Design/methodology/approach – Structural equation modeling is applied in testing direct, mediating and antecedent governance relationships with findings reported.
Findings – The results indicate that academic financial experts serving on audit committees are related to lower levels of corporate tax avoidance. This relationship is basically indirect and works through a higher quality of tax governance, consisting in better law, high control risk oversight and more transparency. The findings suggests that academic directors primarily act as effective monitors rather than advisers in the context of tax planning. Stronger tax governance, for its part, limits managerial discretion in tax decisions and discourages aggressive-taxing behavior.

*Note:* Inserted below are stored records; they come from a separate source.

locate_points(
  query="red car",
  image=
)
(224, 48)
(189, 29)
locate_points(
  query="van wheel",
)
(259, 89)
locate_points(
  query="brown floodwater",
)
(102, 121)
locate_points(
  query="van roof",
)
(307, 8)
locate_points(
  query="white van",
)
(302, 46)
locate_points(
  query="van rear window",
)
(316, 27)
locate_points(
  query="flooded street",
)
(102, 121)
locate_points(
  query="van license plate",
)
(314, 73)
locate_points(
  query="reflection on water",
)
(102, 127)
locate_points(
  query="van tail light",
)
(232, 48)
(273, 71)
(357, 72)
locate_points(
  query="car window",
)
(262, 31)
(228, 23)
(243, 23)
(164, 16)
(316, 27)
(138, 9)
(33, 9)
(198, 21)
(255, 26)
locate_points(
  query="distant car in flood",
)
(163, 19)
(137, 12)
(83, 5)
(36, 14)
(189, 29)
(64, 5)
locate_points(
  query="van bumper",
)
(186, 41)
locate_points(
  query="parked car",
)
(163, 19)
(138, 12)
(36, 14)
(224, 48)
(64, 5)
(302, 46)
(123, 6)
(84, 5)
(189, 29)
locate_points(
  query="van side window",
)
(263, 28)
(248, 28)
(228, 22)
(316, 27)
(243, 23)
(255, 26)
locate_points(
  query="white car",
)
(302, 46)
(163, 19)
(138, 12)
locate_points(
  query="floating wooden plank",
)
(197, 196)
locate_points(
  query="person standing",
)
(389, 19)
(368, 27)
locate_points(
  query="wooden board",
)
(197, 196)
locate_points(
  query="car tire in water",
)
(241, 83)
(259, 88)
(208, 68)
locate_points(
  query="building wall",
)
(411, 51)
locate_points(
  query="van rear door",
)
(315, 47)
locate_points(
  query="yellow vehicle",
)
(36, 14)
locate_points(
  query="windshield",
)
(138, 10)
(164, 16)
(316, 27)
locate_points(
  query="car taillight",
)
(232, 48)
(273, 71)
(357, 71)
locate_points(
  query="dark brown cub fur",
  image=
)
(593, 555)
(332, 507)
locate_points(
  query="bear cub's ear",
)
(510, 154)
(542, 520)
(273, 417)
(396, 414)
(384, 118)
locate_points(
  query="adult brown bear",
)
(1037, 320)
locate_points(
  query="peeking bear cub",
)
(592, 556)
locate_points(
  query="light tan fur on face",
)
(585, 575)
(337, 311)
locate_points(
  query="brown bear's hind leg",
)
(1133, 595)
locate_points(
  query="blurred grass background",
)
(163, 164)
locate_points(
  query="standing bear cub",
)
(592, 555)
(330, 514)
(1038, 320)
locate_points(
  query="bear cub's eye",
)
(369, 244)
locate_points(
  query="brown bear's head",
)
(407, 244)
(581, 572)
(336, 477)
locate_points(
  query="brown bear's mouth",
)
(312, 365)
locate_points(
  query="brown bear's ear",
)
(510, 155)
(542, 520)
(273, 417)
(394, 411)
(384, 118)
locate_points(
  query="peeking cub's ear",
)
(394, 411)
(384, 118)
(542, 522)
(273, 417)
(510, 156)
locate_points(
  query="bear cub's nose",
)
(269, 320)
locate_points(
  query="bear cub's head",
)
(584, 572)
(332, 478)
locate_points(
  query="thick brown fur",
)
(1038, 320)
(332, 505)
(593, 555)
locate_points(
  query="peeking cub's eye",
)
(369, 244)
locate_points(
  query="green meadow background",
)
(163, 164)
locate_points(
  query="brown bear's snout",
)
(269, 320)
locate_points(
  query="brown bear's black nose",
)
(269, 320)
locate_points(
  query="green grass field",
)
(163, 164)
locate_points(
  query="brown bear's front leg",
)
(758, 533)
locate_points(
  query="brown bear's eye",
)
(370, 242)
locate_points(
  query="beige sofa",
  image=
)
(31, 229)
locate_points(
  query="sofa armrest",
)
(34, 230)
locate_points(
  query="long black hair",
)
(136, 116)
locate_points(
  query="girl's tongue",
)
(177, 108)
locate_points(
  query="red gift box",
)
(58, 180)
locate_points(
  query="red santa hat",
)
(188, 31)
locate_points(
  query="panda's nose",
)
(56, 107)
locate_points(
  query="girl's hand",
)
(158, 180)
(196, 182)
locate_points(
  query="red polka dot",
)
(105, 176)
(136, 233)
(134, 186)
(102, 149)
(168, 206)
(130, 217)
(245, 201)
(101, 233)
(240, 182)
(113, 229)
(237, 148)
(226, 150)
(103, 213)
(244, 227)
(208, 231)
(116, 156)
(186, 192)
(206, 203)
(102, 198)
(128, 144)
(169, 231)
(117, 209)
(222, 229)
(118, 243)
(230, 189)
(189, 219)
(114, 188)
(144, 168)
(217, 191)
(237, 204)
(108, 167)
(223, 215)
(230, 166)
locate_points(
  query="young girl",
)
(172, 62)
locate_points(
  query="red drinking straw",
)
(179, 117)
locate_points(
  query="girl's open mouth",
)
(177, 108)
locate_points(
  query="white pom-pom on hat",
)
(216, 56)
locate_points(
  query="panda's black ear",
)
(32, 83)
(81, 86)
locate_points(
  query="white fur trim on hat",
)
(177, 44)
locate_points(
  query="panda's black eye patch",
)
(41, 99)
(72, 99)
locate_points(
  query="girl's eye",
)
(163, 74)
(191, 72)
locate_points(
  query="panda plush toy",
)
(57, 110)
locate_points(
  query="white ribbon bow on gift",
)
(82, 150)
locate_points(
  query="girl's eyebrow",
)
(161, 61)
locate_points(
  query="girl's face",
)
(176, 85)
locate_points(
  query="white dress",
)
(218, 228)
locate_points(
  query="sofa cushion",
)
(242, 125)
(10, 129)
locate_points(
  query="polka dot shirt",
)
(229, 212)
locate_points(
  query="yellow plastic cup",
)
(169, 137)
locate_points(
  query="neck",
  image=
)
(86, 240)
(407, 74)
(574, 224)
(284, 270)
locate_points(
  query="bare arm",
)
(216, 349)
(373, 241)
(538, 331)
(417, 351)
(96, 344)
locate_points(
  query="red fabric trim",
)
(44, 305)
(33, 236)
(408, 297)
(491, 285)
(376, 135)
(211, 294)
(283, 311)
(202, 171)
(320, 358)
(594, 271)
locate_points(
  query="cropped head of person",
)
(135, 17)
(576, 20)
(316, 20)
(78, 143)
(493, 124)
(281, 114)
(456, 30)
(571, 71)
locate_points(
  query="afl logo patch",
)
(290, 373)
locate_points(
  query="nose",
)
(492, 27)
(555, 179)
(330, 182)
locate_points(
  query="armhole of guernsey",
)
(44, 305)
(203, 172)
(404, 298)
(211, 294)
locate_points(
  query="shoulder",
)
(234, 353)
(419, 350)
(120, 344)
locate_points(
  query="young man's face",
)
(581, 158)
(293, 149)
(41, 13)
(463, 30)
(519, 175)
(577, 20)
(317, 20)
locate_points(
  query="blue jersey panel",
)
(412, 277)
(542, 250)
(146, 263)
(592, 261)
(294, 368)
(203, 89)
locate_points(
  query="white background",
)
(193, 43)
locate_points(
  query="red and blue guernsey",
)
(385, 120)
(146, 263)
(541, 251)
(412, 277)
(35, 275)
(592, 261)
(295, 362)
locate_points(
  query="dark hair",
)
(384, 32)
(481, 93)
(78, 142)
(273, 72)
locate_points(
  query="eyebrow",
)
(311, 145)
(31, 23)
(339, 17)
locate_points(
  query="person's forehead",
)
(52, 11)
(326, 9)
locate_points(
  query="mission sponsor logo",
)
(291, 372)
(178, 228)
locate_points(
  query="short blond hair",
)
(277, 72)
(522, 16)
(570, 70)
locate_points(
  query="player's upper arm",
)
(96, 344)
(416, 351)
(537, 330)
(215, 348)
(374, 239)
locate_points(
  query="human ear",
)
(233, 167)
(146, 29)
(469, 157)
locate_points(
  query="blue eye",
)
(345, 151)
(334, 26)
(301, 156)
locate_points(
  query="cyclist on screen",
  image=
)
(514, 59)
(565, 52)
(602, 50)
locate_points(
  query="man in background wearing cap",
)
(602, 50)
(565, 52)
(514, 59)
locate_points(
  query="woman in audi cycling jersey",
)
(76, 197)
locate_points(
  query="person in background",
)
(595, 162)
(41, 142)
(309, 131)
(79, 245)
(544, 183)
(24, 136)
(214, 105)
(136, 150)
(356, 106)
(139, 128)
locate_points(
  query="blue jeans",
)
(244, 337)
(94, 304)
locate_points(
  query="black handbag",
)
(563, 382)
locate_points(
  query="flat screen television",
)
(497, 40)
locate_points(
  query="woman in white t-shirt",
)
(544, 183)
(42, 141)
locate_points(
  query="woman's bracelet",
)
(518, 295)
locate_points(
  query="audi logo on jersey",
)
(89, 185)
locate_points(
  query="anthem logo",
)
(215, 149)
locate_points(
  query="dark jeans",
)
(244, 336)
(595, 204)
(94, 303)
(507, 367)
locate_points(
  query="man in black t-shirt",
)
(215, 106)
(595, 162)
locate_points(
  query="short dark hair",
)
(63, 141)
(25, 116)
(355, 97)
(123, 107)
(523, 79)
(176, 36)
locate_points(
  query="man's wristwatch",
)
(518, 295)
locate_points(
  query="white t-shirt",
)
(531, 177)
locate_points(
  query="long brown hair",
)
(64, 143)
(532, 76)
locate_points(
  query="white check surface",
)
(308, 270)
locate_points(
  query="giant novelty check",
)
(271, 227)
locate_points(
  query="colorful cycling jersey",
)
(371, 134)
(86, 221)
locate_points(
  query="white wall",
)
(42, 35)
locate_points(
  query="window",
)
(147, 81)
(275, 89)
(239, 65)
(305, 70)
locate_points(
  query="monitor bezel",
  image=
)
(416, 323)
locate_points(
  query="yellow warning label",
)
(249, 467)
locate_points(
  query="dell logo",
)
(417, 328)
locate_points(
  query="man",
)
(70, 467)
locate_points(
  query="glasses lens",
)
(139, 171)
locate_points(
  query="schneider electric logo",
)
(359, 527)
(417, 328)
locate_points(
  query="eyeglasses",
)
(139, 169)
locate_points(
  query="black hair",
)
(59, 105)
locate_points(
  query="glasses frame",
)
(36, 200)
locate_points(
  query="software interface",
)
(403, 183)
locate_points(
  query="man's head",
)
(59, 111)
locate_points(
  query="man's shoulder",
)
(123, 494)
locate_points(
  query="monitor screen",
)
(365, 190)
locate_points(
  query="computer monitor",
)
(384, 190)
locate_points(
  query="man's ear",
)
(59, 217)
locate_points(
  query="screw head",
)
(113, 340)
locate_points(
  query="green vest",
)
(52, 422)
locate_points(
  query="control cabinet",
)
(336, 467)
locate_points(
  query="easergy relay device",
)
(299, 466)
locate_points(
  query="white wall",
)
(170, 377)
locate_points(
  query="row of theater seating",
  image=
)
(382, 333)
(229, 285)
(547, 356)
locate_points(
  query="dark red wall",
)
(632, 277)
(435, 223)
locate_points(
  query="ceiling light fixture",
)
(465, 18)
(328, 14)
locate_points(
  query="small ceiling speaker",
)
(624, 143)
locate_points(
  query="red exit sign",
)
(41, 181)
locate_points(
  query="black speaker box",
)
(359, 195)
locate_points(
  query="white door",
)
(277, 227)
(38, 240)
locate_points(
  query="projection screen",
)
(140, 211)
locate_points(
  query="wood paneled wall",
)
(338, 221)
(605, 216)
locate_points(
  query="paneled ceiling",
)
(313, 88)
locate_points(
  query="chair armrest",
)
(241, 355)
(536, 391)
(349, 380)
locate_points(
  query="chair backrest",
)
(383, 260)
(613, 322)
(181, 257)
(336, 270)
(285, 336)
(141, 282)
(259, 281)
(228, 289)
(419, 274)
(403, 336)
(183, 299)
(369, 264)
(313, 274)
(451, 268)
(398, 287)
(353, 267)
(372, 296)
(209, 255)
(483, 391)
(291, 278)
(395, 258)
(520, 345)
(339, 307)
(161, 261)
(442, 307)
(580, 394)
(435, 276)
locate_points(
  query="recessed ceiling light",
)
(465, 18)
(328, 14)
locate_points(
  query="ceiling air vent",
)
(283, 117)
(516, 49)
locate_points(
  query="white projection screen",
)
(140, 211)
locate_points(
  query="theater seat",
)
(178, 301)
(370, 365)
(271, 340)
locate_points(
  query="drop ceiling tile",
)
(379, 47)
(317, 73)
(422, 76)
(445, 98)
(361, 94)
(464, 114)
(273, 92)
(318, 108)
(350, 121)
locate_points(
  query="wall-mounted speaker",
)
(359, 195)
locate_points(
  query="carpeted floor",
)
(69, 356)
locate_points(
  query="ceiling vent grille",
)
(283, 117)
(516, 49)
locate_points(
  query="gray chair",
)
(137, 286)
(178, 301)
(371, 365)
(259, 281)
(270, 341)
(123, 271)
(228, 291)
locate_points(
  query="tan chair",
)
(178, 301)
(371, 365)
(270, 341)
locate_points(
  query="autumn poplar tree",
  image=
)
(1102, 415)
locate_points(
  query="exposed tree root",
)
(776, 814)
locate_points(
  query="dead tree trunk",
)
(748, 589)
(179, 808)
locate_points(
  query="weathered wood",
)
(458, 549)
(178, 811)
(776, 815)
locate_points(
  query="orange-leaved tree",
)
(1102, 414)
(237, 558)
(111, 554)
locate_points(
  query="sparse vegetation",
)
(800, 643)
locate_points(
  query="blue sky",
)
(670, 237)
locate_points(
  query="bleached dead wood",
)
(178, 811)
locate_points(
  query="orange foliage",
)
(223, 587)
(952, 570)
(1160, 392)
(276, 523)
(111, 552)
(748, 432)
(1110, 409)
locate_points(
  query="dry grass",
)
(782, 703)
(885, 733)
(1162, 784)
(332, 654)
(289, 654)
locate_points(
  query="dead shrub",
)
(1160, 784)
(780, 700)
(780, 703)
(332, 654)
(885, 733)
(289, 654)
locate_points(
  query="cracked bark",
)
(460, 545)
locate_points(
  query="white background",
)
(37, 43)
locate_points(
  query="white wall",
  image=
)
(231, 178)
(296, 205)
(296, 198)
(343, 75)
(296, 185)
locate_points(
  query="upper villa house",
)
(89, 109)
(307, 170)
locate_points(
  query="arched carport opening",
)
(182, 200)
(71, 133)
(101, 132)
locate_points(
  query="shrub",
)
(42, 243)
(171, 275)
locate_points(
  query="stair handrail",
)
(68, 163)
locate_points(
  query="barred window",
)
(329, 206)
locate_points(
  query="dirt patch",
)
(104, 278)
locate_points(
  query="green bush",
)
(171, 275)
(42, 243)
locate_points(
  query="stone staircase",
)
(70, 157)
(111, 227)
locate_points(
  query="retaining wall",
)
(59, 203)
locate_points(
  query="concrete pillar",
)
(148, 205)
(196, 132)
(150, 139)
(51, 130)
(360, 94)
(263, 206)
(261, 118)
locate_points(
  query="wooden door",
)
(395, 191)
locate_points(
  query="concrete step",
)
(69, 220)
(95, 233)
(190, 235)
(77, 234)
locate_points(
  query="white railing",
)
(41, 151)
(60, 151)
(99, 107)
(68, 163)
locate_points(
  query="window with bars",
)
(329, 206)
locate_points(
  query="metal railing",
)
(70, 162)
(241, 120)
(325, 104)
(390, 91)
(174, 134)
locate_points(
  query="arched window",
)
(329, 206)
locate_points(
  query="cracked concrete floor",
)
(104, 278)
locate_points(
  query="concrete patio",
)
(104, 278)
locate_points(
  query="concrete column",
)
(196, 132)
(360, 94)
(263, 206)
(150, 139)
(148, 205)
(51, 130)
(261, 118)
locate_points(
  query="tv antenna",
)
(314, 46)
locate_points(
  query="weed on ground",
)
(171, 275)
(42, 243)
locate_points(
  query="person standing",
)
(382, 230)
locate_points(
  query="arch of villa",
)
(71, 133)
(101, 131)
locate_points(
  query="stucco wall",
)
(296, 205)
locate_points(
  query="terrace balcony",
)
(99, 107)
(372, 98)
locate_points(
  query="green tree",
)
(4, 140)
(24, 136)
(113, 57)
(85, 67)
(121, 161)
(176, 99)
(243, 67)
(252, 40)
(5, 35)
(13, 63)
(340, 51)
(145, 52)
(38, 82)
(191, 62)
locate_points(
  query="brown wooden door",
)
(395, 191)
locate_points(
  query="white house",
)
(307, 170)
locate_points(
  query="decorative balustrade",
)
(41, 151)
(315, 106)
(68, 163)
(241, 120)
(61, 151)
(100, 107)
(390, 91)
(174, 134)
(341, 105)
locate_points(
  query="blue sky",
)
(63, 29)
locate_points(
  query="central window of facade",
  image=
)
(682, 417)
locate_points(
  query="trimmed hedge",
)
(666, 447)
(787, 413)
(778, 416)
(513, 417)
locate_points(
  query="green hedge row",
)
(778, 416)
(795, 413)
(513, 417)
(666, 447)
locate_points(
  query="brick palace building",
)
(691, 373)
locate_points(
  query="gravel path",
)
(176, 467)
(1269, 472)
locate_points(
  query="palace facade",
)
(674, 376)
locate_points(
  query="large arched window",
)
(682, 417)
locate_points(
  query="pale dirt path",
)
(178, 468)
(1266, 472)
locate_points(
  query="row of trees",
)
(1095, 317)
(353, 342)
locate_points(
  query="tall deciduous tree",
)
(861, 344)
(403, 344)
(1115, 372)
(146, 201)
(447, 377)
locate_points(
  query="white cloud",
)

Moreover, the analysis also implies that governance-related mechanisms largely contribute to determine tax policies, especially in cases where inside monitoring is essential.
Originality/value – We contribute to the tax avoidance literature by incorporating tax governance quality as an intervening factor between audit committee members with accounting expertise and tax outcomes. It contributes to the existing literature on board heterogeneity by emphasizing the unique contribution of academic directors in governance-sensitive areas such as taxation.
Research Implications – The findings highlight the significance of expertisebased AC composition and have implications for regulating corporate tax behaviours towards more responsible and transparent governance.